Toyota uses big data to guard against accelerator-brake mix-up

Reuters



TOKYO — Toyota Motor Corp unveiled an emergency safety system on Monday that uses big data to ignore the accelerator if it determines the driver steps on the pedal unintentionally.

Japan's biggest car maker will roll out what it calls an "accelerator suppression function" in new cars from this summer, beginning in Japan.

The system is a response to an increasingly common cause of traffic accident in aging Japan where the driver, often elderly, mistakes the accelerator for the brake.

Some 15% of fatal accidents on Japanese roads in 2018 were caused by drivers who were 75 years or older, showed a report from the government, which actively encourages elderly drivers to give up their licenses.
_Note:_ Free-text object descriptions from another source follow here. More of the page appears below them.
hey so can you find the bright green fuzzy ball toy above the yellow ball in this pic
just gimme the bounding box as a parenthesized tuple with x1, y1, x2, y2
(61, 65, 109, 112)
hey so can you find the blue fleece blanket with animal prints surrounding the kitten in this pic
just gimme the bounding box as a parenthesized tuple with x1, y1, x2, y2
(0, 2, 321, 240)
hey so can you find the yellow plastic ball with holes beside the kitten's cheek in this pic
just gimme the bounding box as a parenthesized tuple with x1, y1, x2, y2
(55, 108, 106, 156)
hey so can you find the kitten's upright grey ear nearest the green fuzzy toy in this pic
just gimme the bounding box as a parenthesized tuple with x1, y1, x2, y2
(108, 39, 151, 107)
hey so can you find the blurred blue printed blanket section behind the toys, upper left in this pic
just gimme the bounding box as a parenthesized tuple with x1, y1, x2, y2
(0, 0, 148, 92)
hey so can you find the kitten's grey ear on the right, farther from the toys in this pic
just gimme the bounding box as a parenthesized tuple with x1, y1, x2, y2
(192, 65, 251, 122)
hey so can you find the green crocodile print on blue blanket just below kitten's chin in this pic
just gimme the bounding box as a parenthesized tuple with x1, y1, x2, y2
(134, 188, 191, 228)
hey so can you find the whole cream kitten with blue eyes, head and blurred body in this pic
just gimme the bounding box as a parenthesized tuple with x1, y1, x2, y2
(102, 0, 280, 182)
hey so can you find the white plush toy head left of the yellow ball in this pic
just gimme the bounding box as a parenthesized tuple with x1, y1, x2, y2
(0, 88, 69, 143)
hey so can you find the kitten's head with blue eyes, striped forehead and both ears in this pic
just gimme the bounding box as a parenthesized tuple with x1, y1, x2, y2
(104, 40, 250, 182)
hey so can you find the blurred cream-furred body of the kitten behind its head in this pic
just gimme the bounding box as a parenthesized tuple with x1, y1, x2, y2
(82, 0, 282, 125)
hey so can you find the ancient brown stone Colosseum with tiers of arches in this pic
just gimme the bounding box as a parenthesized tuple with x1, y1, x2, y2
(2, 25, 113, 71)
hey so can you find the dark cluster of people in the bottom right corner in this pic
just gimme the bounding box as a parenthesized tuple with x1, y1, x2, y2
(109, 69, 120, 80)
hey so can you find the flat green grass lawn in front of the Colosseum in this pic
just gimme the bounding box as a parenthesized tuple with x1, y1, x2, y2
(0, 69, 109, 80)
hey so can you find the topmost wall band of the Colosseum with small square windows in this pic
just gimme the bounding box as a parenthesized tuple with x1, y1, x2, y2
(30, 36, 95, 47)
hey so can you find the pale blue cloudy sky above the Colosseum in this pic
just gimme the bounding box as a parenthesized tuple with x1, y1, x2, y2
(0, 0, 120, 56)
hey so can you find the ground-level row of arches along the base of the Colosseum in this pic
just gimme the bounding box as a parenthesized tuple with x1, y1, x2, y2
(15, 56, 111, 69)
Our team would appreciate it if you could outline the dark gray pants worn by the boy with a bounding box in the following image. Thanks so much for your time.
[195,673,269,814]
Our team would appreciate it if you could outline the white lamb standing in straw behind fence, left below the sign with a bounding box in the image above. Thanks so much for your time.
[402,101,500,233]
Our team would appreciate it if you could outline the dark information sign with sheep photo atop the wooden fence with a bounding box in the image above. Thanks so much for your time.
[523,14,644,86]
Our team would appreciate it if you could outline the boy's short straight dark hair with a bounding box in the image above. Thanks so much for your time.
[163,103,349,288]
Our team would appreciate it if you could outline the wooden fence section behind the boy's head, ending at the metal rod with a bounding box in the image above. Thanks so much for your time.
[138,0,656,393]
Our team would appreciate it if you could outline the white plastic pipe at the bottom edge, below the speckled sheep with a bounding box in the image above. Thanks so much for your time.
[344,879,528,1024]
Toyota's announcement comes as automakers globally invest heavily in so-called active safety features as they work to develop fully autonomous cars.
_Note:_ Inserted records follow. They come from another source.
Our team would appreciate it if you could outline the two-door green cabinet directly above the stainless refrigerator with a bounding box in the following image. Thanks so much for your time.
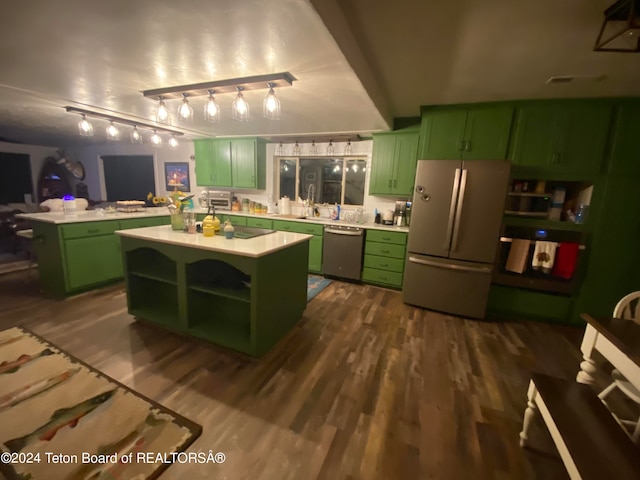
[420,105,513,160]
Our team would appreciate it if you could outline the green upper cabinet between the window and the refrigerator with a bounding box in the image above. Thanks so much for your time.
[369,129,420,195]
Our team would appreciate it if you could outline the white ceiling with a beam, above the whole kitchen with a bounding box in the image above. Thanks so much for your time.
[0,0,640,147]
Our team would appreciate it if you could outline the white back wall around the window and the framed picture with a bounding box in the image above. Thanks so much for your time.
[66,140,404,220]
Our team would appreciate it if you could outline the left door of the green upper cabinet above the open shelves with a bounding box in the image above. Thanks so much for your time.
[512,104,562,168]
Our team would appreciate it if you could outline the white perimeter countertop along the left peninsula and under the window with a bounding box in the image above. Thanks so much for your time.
[16,207,409,233]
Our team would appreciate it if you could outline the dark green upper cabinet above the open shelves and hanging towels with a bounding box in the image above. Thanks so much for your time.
[512,101,612,174]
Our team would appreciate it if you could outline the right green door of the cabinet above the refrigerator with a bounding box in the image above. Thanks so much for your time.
[462,106,513,160]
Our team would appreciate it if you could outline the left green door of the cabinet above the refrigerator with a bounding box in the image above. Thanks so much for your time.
[420,108,467,160]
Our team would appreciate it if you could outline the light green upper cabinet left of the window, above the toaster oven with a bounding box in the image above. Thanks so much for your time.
[194,138,267,190]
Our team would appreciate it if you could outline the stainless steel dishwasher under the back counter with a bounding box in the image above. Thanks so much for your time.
[322,225,364,280]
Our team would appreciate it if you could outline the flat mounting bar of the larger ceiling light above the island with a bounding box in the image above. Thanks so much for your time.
[142,72,296,99]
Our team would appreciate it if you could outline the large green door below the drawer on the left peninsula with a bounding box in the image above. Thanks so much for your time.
[64,235,122,290]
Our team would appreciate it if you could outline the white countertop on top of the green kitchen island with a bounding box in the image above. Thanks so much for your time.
[116,225,313,258]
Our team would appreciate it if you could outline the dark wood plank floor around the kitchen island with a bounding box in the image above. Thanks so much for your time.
[0,272,596,480]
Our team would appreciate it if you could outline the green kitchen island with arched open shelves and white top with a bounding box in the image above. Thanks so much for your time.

It also comes in the same year Toyota will act as exclusive mobility sponsor for the Tokyo Olympics, where it will showcase its fully self-driving e-Palette transportation pods carrying athletes around the Olympic village at low speeds.

Among competitors, Honda plans to launch a car this year capable of full autonomy in highway traffic jam situations. Nissan released the second generation of its ProPilot driver-assist system last spring, offering hands-free operation for single-lane highway driving.
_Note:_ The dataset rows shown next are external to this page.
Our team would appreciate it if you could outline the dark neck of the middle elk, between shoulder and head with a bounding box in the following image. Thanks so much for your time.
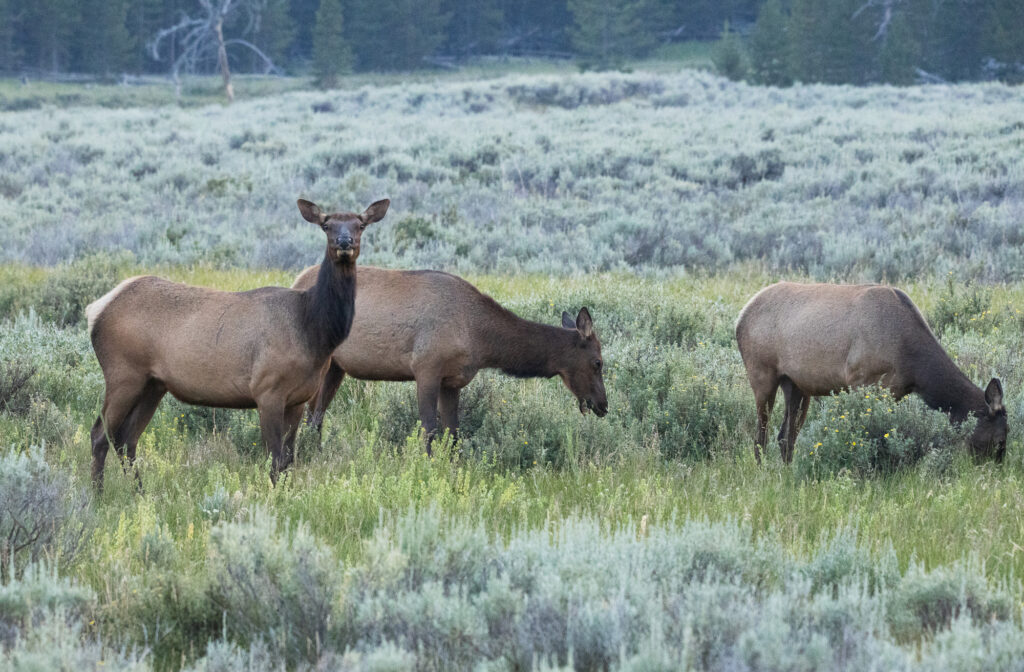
[484,297,577,378]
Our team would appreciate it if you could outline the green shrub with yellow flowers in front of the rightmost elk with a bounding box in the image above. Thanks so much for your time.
[796,387,973,478]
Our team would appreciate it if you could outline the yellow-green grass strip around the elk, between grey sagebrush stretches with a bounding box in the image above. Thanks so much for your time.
[0,265,1024,668]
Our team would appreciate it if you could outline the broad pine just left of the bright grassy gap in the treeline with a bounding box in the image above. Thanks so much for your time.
[568,0,653,70]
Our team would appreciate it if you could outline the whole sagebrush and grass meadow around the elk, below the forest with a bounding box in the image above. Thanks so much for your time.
[0,72,1024,670]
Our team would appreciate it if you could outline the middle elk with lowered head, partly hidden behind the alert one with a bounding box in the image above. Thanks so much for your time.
[292,266,608,452]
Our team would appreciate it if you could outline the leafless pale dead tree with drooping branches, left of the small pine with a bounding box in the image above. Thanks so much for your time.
[148,0,280,102]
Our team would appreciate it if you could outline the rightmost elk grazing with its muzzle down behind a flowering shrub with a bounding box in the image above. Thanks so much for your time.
[736,283,1007,463]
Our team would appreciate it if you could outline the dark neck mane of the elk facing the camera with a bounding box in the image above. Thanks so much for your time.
[303,255,355,360]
Toyota rolled out its first-generation Safety Sense package in 2015, which included automated emergency braking and a lane departure alert. The second generation became available in 2018, adding assisted single-lane highway driving and making the car capable of recognizing pedestrians at nighttime and bicycles.

Its new feature was developed using data collected from the internet-connected cars it has on the road. It studied actual accidents where the cause was determined to be a driver unintentionally pressing the accelerator, particularly the cases where the accelerator was pressed fully (a hint that the driver was intending to press the brake). Toyota weeded out the cases where it seemed likely the acceleration was warranted, then created a system that can identify new cases of a pedal mix-up. Unlike the car maker's existing safety options, the new system does not require the presence of an obstacle to function.